When in astronomical history would you have liked to have lived?
Imagine looking up at the night sky on a clear, cloudless night and seeing the awesome majesty of the night sky spread out above your head from horizon to horizon. A literal countless number of tiny colourful, twinkling dots of light that slowly move from east to west and gradually change as the seasons progress.
Now imagine looking up at the night sky on a clear, cloudless night and seeing a dull orange haze and maybe, if you’re very lucky, a few hundred tiny colourful, twinkling dots of light that slowly move from east to west and gradually change as the seasons progress.
Which view would you prefer?
Most people would probably pick the first. Modern light pollution has reduced the number of stars that we can see to only the very brightest, obliterated the Milky Way and outshone the Andromeda Galaxy. The night sky that our ancestors saw was a very different sky to the one that most of us see today.

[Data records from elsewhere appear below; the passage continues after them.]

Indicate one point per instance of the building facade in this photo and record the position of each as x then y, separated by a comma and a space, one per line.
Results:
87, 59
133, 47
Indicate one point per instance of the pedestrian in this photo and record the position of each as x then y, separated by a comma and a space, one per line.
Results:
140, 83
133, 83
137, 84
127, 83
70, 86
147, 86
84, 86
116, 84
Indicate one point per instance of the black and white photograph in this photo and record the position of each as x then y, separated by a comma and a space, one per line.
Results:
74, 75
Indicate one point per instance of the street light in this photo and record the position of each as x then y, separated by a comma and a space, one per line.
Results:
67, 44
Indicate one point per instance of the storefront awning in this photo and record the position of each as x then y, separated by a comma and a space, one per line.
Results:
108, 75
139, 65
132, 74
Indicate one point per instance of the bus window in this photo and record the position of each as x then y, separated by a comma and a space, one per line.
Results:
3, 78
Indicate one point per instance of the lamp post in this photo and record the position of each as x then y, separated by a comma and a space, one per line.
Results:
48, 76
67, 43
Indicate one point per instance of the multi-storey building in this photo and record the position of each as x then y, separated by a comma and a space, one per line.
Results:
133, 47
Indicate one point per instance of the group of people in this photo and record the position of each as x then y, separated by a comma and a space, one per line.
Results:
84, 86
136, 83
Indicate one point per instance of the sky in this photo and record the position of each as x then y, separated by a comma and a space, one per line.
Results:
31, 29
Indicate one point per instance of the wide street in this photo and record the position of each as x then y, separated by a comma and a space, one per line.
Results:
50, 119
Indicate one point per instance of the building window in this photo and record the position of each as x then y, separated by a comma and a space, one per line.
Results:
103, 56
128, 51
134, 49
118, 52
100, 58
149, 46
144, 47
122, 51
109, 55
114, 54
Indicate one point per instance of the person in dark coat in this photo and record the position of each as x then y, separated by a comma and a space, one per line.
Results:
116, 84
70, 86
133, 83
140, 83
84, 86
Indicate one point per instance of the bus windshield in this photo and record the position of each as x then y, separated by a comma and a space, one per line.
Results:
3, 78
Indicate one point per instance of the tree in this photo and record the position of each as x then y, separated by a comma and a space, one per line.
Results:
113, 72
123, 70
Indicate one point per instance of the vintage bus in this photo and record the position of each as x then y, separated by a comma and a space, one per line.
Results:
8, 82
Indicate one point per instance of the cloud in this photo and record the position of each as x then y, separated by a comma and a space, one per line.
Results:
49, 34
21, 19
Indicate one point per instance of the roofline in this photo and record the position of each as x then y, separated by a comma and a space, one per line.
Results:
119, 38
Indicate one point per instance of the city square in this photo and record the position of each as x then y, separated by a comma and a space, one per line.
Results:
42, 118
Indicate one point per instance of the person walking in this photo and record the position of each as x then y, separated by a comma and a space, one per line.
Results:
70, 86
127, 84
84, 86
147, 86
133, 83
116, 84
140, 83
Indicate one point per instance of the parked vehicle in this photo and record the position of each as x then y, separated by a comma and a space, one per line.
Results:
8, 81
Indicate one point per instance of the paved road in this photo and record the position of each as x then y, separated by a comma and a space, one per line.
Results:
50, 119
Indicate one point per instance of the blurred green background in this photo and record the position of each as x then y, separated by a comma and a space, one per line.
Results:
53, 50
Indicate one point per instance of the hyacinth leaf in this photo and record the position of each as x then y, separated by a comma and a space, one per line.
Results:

I had the good fortune, several years ago, to go and visit Uluru. Whilst there, at midnight, in the middle of central Australia, with the nearest light bulb somewhere close to 25km away, I saw the night sky as it was meant to be seen - the Milky Way, the Large and Small Magellanic Clouds; there were that many stars, it was difficult to pick out the constellations I knew. I was blown away by the sheer magnitude of what I was seeing. As my eyes dark adapted, more and more stars came into view, until the entire sky seemed to be filled with lights. It was magical.
This is the view that I would dearly love to have above my head every night. Imagine having that illuminated sky visible night after night.
You don’t have to go that far back into history to find the skies over the UK that dark - gas and electric street lighting and house lights are relatively recent inventions. Go back only a couple of hundred years, and the towns and cities of the UK would have been relatively dark at night, and you would only have to travel a short distance to find a site with no light pollution.
Go back a bit further, and you would only have a few lanterns and candles here and there, further still, and you would have to carry your own lantern or torch around in order to be able to find your way around at night.
Our ancestors had the night sky, we have light pollution.
However, today, we understand what stars are, how far away they are, and what our place in our galaxy is. We have telescopes in almost every imaginable wavelength that can probe the sky from microwaves to gamma rays enabling us to build a picture of what the universe is made of, how large it is and how it is evolving. Our ancestors had telescopes that operated only in visible light, were limited in the magnifying power, and before the telescope, only their naked eyes to observe the stars and planets with. They didn’t know what the stars were, how far away they were, what they were made of, or even that the universe was not just what was contained within our galaxy.
These discoveries were made in the last hundred years, the exact same hundred years that saw the night sky almost washed out by light pollution.
The tragedy of the modern era in astronomy is that, whilst we understand the sky in ways that our ancestors could never have dreamed of, we cannot see it in the way that they did.
Greater understanding of a thing does not detract from its intrinsic beauty. To know that a star is a truly massive sphere of plasma, held together by gravity and powered by nuclear fission in its core in no way reduces the beauty of seeing that tiny, twinkling dot of red, blue or white in the sky, surrounded by its celestial cousins.
So we have a trade off, knowing this about what the sky actually holds, against being able to see it properly.
Those who looked into the sky 500, 1000, 2000 or 10,000 years ago only really knew that there was something up there, not what it was, how far away it was or even what it was made from or how it got there. Myths and stories were invented to explain it, tales of heroes, gods, mythic beasts and canopies with holes in were spun to explain the fixed nature of the heavens, with the planets, the ‘wanderers’, being especially epic creatures, gods or heroes who could move amongst the other celestial inhabitants.
Today, these stories still exist as myth and legend - Hercules, Andromeda, Perseus and Pegasus, the names of the planets as classic gods, all reflect their mythic status from the past. The fact that we know the planets move according to Kepler’s laws of planetary motion and are held in place by gravity adds to the beauty of the mechanics of the system.
So, would you rather live in an era where the stars were pinpricks in the curtain of night, allowing the light of heaven to shine through onto the Earth, being able to see the entire night sky in all its glory; or would you rather live in an era where the stars, planets, galaxies and universe are at least partially understood, but with the glory of the night sky severely diminished?
Personally, I would rather live today and help the Campaign For Dark Skies, in order to keep the skies as free from light pollution as possible than in the past, no matter how alluring the thought of a truly light pollution free sky is. I would rather see fewer and know more (and fight for the ability to see more) than see more and know less.